Determined to develop their wind power potential on their own terms, the Cheyenne River, Flandreau Santee, Oglala, Rosebud, Standing Rock, and Yankton tribes came together in 2015 to form the Oceti Sakowin Power Authority (OSPA). In 2018, OSPA partnered with wind developer Apex Clean Energy to develop a potential 1 GW of wind power.

Phase 1, which will see 570 MW completed by 2024, “can be considered a valuable model for how clean energy buyers, developers, and front-line communities can benefit from these resources and address social and environmental justice issues simultaneously—all through utility-scale renewable energy development,” GreenBiz writes. 

The fact that the project stands in South Dakota, a state infamous for environmental racism against Indigenous Peoples—most notably, in recent years, at Standing Rock—only highlights the need for “a fair and inclusive, clean economy,” says GreenBiz.

“This is where the partnership between Apex and OSPA is emerging as a valuable model for how large-scale renewable energy projects can be framed to meet the criteria for a just transition.”

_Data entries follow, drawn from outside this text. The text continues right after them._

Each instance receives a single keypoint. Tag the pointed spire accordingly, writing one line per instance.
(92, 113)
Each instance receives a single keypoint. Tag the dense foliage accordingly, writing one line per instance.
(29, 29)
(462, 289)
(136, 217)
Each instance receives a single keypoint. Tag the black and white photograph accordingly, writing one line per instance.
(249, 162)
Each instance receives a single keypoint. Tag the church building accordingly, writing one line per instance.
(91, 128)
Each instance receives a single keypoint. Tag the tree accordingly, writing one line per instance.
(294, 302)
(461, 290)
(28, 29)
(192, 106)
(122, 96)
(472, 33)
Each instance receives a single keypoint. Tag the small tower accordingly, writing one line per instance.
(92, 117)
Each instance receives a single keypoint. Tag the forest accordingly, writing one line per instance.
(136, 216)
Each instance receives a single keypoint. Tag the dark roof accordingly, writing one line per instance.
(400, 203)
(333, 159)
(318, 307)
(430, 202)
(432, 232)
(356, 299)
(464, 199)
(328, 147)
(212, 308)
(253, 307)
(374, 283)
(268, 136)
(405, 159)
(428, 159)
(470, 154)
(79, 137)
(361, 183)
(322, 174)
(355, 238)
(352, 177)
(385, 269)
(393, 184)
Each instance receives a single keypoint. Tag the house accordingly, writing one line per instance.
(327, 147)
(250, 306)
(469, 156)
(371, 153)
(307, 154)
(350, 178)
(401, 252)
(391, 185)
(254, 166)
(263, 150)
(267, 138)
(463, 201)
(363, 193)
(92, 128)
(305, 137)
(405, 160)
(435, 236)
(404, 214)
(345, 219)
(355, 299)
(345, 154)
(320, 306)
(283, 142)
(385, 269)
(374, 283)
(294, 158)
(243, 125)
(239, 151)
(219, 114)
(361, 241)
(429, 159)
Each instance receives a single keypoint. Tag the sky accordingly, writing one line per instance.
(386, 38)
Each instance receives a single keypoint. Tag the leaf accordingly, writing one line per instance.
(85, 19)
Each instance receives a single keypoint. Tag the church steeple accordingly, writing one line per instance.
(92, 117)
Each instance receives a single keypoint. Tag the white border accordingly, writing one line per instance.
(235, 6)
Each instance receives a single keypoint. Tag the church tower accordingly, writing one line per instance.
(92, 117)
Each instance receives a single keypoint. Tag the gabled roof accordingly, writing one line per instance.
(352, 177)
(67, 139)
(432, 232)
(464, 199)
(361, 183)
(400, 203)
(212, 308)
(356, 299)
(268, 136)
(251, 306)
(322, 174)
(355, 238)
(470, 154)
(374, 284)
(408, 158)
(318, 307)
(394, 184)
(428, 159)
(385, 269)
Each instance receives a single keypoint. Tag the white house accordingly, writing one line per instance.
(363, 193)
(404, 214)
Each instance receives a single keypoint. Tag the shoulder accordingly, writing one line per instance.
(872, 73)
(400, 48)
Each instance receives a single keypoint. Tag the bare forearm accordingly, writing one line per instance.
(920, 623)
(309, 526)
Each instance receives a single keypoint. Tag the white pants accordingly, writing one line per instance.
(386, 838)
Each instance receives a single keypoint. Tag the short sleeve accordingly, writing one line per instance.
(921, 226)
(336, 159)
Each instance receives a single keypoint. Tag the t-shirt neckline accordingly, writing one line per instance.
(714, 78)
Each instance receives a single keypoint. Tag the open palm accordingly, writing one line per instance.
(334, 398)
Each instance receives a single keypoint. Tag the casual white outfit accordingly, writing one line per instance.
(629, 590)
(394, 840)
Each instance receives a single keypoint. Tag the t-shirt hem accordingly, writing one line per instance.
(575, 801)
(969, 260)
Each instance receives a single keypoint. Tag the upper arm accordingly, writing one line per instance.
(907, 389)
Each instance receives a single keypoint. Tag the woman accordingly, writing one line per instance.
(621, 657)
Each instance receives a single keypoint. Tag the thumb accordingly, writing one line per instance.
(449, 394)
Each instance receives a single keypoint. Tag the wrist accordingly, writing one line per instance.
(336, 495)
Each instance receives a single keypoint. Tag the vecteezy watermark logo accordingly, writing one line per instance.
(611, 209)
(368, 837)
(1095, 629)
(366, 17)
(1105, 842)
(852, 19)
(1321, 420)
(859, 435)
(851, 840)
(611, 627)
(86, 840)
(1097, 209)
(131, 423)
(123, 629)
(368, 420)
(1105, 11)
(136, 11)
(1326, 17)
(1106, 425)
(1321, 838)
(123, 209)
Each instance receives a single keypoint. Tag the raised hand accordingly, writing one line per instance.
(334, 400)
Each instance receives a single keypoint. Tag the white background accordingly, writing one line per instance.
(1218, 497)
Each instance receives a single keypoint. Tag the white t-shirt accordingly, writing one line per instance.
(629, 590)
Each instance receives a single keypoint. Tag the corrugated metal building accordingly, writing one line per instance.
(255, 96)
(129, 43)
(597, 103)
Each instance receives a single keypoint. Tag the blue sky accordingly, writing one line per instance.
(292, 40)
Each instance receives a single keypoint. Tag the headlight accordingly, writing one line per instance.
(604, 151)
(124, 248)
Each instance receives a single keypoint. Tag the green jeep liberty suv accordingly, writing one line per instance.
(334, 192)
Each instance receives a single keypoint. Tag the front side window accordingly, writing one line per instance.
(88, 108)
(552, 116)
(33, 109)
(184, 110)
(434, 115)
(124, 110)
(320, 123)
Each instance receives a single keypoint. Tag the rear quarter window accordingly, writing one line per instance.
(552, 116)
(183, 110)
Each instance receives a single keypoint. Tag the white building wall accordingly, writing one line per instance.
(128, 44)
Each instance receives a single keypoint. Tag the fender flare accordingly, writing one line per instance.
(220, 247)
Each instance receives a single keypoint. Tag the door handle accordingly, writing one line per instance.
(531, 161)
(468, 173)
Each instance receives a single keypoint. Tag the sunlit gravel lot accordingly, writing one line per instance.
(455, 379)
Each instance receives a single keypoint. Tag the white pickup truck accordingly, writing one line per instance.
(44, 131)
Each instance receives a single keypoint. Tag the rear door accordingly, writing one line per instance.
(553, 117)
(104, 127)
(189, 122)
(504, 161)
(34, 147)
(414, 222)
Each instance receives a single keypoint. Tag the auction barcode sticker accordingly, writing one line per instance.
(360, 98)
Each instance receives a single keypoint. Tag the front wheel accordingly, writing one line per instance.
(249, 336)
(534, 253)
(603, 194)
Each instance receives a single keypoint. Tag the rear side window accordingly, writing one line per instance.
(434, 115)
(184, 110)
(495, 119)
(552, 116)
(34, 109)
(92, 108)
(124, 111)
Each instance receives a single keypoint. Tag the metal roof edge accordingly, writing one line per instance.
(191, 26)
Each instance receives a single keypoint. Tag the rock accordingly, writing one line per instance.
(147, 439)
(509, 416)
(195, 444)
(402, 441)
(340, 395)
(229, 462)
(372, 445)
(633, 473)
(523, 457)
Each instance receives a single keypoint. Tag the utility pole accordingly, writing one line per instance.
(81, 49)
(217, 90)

The project is structured as a joint venture, with the OSPA team setting the foundational terms: “true project ownership, complete transparency into the process, the ability to make decisions, and to engage with a partner that respected their cultural beliefs and protocols.”

OSPA’s majority share in the project (51%) means the venture “is set up to render long-term economic benefits to local tribal communities that comprise some of the poorest and underserved counties in the U.S.” 

In Oglala Lakota County, which will be home to a 120-MW phase of the project, “per capita income is around US$8,768 and unemployment is in the 80% range.” The OSPA wants as many as possible of the anticipated 450 construction jobs associated with the project to be sourced locally, “and the partners acknowledge the need for a tailored training strategy,” as well.  

Apex also estimates the construction period “could bring in $20 million in tax and fee revenue for the tribes,” with further revenue from leases “estimated in the millions.” 

As for how the community has reacted to the wind power project, OSPA project manager Caroline Herron said, “the biggest community feedback is pride.”